Une petite fille qui erre dans une grande ville, hagarde dans un quartier populaire. Des yeux trop grands, trop vifs pour accepter sa
condition de miséreuse, un ventre maigre, une ossature qui tient par miracle
debout. La silhouette de prédateurs autour d’elle, l’ombre d’agresseurs à
chaque pas qu’elle fait, même et plus encore lorsque le soleil décline.
D’un père disparu, il ne lui reste de famille
qu’une mère inconsciente, qui fait des ménages en journée et se drogue la nuit
pour oublier; une vieille grand-mère hémiplégique dont l'âge a avalé l’esprit,
et un petit grand frère qui a déjà subi toutes les offenses de la ville.
La petite est sale et désespérée, elle traîne sur
le trottoir à la recherche d’une vie meilleure. Elle a repéré une jolie
vitrine, avec des vendeuses qui lui semblent bienveillantes. Elle revient les
observer tous les jours, passe des heures assises sur le perron pour se
repaître de leur chance. Elles respirent un air propre, même si elles cachent
derrière l'uniforme leurs tristes histoires personnelles.

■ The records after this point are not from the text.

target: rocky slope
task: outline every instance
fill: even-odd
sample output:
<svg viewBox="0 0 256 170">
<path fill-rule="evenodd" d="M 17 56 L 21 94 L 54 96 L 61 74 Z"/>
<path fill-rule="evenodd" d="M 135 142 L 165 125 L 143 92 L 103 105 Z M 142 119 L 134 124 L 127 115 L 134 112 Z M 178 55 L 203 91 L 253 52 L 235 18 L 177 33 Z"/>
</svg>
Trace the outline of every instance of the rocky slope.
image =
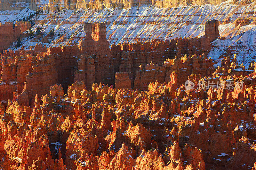
<svg viewBox="0 0 256 170">
<path fill-rule="evenodd" d="M 46 2 L 41 2 L 37 6 L 45 6 Z M 21 37 L 21 45 L 28 49 L 36 43 L 47 47 L 78 45 L 85 36 L 83 25 L 86 22 L 105 23 L 110 46 L 112 44 L 127 41 L 144 42 L 201 37 L 204 34 L 206 21 L 218 19 L 221 38 L 213 42 L 208 58 L 217 60 L 217 66 L 221 60 L 218 58 L 236 53 L 237 62 L 244 63 L 248 68 L 250 59 L 256 57 L 254 50 L 255 8 L 254 2 L 245 4 L 241 0 L 216 5 L 181 5 L 169 8 L 144 5 L 124 9 L 105 8 L 99 11 L 68 8 L 54 11 L 36 12 L 30 10 L 28 6 L 21 11 L 1 11 L 0 21 L 4 23 L 28 19 L 35 24 L 31 28 L 31 34 L 28 30 L 24 32 L 26 36 Z M 37 28 L 40 32 L 36 31 Z M 53 29 L 54 35 L 49 35 Z M 13 41 L 9 49 L 21 48 L 17 48 L 17 40 Z"/>
</svg>

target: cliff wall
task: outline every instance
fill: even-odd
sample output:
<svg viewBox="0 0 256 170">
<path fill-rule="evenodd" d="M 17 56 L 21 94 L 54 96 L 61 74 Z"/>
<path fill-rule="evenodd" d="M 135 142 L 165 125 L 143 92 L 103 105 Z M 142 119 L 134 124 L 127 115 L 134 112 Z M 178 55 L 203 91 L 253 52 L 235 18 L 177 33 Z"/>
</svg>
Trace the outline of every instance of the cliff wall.
<svg viewBox="0 0 256 170">
<path fill-rule="evenodd" d="M 218 21 L 213 21 L 211 23 L 214 25 L 216 22 Z M 212 26 L 207 25 L 205 26 L 207 28 Z M 91 89 L 93 83 L 103 83 L 109 85 L 116 84 L 118 88 L 134 87 L 144 89 L 150 82 L 156 80 L 160 82 L 169 81 L 173 71 L 180 73 L 181 75 L 183 74 L 183 78 L 180 79 L 182 80 L 196 72 L 201 72 L 202 76 L 213 72 L 211 68 L 212 66 L 209 63 L 208 67 L 210 68 L 206 70 L 204 61 L 205 56 L 210 49 L 210 40 L 218 35 L 215 32 L 209 33 L 207 31 L 207 36 L 199 38 L 112 45 L 110 49 L 106 36 L 104 24 L 86 23 L 84 29 L 86 35 L 78 46 L 46 49 L 42 45 L 37 44 L 34 49 L 31 47 L 29 50 L 22 47 L 14 52 L 4 51 L 2 54 L 3 88 L 0 90 L 2 100 L 7 101 L 12 96 L 12 92 L 17 91 L 19 94 L 21 92 L 20 98 L 28 96 L 29 100 L 23 103 L 30 105 L 33 103 L 36 94 L 41 97 L 48 92 L 51 86 L 61 84 L 66 91 L 69 85 L 76 81 L 83 81 L 87 89 Z M 209 29 L 206 30 L 208 30 L 211 31 Z M 213 36 L 214 37 L 212 37 Z M 197 56 L 204 53 L 205 55 L 197 59 Z M 30 57 L 22 60 L 14 59 L 26 54 Z M 188 57 L 182 58 L 185 55 Z M 175 56 L 177 59 L 166 62 L 167 59 L 173 59 Z M 181 61 L 181 58 L 183 58 Z M 177 60 L 179 62 L 175 62 Z M 27 64 L 29 67 L 21 68 L 19 66 L 21 64 L 19 62 L 21 61 L 26 63 L 24 65 Z M 151 63 L 148 66 L 147 64 L 152 62 L 156 65 Z M 168 66 L 168 68 L 166 65 L 173 66 Z M 185 67 L 188 68 L 180 70 Z M 127 86 L 120 85 L 119 82 L 123 78 L 121 74 L 116 74 L 118 72 L 125 73 L 124 79 L 128 83 Z M 9 90 L 4 90 L 9 86 L 11 80 L 14 82 L 9 86 L 12 87 L 8 88 Z M 183 82 L 181 81 L 179 84 Z"/>
<path fill-rule="evenodd" d="M 17 41 L 22 36 L 21 33 L 30 27 L 30 21 L 17 21 L 0 23 L 0 50 L 6 50 L 13 42 Z"/>
</svg>

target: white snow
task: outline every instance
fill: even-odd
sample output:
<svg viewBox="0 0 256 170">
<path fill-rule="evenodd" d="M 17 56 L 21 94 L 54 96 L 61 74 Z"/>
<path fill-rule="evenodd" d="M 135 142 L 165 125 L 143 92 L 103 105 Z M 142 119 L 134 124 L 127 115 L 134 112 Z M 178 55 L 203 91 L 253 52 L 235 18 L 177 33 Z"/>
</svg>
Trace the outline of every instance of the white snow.
<svg viewBox="0 0 256 170">
<path fill-rule="evenodd" d="M 19 158 L 19 157 L 16 157 L 15 158 L 12 157 L 12 159 L 16 159 L 19 161 L 20 162 L 21 162 L 21 160 L 22 159 L 20 158 Z"/>
</svg>

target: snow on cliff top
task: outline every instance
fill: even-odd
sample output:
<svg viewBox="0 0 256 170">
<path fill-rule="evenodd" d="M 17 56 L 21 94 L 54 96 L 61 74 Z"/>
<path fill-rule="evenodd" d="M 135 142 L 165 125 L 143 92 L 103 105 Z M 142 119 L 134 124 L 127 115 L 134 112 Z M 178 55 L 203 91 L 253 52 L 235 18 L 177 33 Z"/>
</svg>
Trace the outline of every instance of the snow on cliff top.
<svg viewBox="0 0 256 170">
<path fill-rule="evenodd" d="M 232 48 L 232 53 L 237 54 L 237 62 L 244 62 L 248 67 L 249 61 L 256 57 L 254 21 L 256 5 L 254 3 L 243 6 L 228 2 L 218 5 L 180 5 L 169 8 L 142 5 L 123 9 L 105 8 L 99 11 L 82 8 L 64 9 L 58 12 L 45 11 L 31 18 L 37 23 L 32 31 L 35 32 L 37 27 L 41 28 L 42 37 L 24 39 L 21 43 L 25 48 L 38 42 L 47 47 L 77 44 L 85 35 L 82 23 L 86 22 L 106 23 L 106 35 L 110 46 L 124 41 L 200 37 L 204 34 L 206 21 L 218 19 L 220 21 L 220 35 L 226 39 L 212 42 L 209 56 L 218 61 L 227 50 Z M 28 7 L 20 11 L 0 11 L 0 22 L 15 22 L 35 13 Z M 245 25 L 235 26 L 238 19 L 244 19 L 251 20 Z M 52 28 L 54 28 L 54 35 L 44 39 Z M 11 48 L 14 47 L 15 45 Z"/>
</svg>

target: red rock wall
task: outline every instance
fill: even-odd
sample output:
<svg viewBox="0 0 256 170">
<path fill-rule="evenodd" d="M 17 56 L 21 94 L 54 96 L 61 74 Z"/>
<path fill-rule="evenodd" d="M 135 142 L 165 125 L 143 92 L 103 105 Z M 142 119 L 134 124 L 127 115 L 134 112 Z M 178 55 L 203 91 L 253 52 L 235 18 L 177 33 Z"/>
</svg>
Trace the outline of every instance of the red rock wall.
<svg viewBox="0 0 256 170">
<path fill-rule="evenodd" d="M 0 50 L 8 49 L 13 42 L 20 37 L 22 32 L 30 27 L 29 21 L 17 21 L 14 26 L 12 22 L 0 24 Z"/>
</svg>

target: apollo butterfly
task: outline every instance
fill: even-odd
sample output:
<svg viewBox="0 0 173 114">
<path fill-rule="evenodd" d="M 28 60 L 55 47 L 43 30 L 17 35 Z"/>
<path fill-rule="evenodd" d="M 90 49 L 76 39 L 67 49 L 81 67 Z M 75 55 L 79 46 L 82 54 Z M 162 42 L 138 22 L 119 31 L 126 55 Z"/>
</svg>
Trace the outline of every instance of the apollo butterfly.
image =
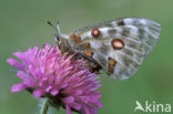
<svg viewBox="0 0 173 114">
<path fill-rule="evenodd" d="M 85 59 L 90 71 L 104 70 L 116 80 L 125 80 L 136 72 L 151 52 L 160 29 L 160 24 L 152 20 L 121 18 L 64 35 L 60 33 L 58 24 L 55 40 L 62 53 L 77 53 L 77 59 Z"/>
</svg>

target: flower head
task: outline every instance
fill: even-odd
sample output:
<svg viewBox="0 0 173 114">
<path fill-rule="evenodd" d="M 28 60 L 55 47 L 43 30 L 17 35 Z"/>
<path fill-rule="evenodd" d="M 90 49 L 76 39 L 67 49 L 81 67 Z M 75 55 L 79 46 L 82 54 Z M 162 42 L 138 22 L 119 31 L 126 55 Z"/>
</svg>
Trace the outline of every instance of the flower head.
<svg viewBox="0 0 173 114">
<path fill-rule="evenodd" d="M 34 97 L 48 97 L 54 107 L 65 107 L 67 114 L 71 111 L 95 114 L 96 107 L 102 107 L 101 95 L 95 91 L 100 86 L 96 75 L 89 72 L 84 61 L 62 55 L 57 46 L 49 44 L 13 55 L 20 62 L 14 59 L 7 62 L 19 70 L 17 75 L 23 82 L 14 84 L 11 92 L 28 90 Z"/>
</svg>

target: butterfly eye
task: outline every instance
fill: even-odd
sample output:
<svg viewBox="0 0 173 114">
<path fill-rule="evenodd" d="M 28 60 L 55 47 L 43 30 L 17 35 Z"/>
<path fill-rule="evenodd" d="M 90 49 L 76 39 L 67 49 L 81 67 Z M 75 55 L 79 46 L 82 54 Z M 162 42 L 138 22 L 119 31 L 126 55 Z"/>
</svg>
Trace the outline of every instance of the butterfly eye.
<svg viewBox="0 0 173 114">
<path fill-rule="evenodd" d="M 100 31 L 98 29 L 92 29 L 91 34 L 94 38 L 98 38 L 100 35 Z"/>
<path fill-rule="evenodd" d="M 124 48 L 124 42 L 120 39 L 112 40 L 111 44 L 114 50 L 121 50 Z"/>
</svg>

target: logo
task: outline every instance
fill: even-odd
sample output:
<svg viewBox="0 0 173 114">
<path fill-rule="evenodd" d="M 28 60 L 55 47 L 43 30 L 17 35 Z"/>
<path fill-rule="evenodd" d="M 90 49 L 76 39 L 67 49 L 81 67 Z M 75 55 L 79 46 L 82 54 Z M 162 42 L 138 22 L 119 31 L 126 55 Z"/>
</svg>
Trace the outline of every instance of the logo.
<svg viewBox="0 0 173 114">
<path fill-rule="evenodd" d="M 150 113 L 170 113 L 171 112 L 171 104 L 161 104 L 156 103 L 155 101 L 145 103 L 142 105 L 139 101 L 135 101 L 135 108 L 134 112 L 150 112 Z"/>
</svg>

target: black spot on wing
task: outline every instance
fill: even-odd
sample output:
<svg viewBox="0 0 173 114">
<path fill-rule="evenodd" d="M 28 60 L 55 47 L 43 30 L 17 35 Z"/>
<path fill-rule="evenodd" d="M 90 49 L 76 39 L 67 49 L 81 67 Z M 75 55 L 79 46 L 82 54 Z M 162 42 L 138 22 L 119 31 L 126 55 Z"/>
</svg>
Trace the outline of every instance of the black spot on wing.
<svg viewBox="0 0 173 114">
<path fill-rule="evenodd" d="M 124 21 L 122 20 L 122 21 L 120 21 L 120 22 L 118 22 L 118 25 L 124 25 L 125 23 L 124 23 Z"/>
</svg>

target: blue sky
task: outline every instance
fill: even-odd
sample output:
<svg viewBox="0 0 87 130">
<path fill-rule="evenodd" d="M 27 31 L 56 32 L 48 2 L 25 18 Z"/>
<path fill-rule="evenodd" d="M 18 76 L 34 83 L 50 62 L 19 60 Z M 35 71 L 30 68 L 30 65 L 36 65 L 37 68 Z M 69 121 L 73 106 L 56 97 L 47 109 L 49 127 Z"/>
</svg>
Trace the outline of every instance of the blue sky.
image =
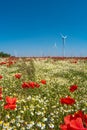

Elle aurait voulu rentrer dans leur peau, gagne
chaque jour un peu plus de distance pour se rapprocher. Et le jour où le rêve
est trop fort, elle fait inconsciemment quelques pas dans leur local. On la
chasse, pas méchamment, on la cajole de restes de biscuits, elle dérange leur
commerce. Elle s’en va et va tourner en rond autour du quartier, autour de la
ville, à la recherche d’autres vitrines. Elle n’a nul endroit où rentrer. Personne
ne l’attend dans le cagibi que sa mère squatte.
Elle revient le lendemain. Son regard est à lui
seul un cri de détresse, un appel SOS. Elle ne parle pas, ne demande rien. Elle
est là juste pour regarder, ne fait de mal à personne. On finit par la prendre
en pitié, on recherche sa mère qui disparaît des semaines entières, on parle à
sa grand-mère allongée sur une natte qui discute déjà avec ses visiteurs invisibles. Le chaos assourdit les têtes, le frère est également absent ce jour-là, encore. On cotise, on l’emmène au Hammam pour la laver de l’outrage du temps.
On l’habille de vêtements trop grands qu’on a récoltés chez les uns et les
autres… On lui trouve même une garderie... Pour la garder un temps, le temps
que la journée passe, que son ombre ne plane plus, et qu’elle ne soit la
vitrine de la misère… Un rappel permanent de la maladie dont notre société souffre.
Son histoire est celle de milliers d’autres. Ils
traînent dans les quartiers périphériques de nos villes, des milliers de garçons
et de filles, qui ne quémandent pas notre compassion, ils sont nés de hasard de
destin, c’est tout. Ils ont un air absent, blasé. Leur regard criant au début,
perd de plus en plus de son brillant, il s’estompe et laisse place à ce
mal-être qui ronge nos villes.
Nous aurons beau l’orner de tous les atours, nos
cités resteront hantées par ces yeux qui s’éteignent par l’indifférence des
gens. La société civile ne pourra recueillir toutes les âmes damnées que
rejettent nos villes et campagnes. La pauvreté n’est pas un vain mot, elle
nous environne et se terre partout. Ni
le maquillage ni les petits à-coups de prise de conscience ne peuvent la
gommer.
La faim est un sentiment primitif, qui ne connaît
pas les conventions. Elle est laide, traître et sauvage. Il n'est pas étonnant que les vitrines servent
de premières cibles à chaque mouvement populaire, leur transparence exacerbe le
sentiment d'injustice.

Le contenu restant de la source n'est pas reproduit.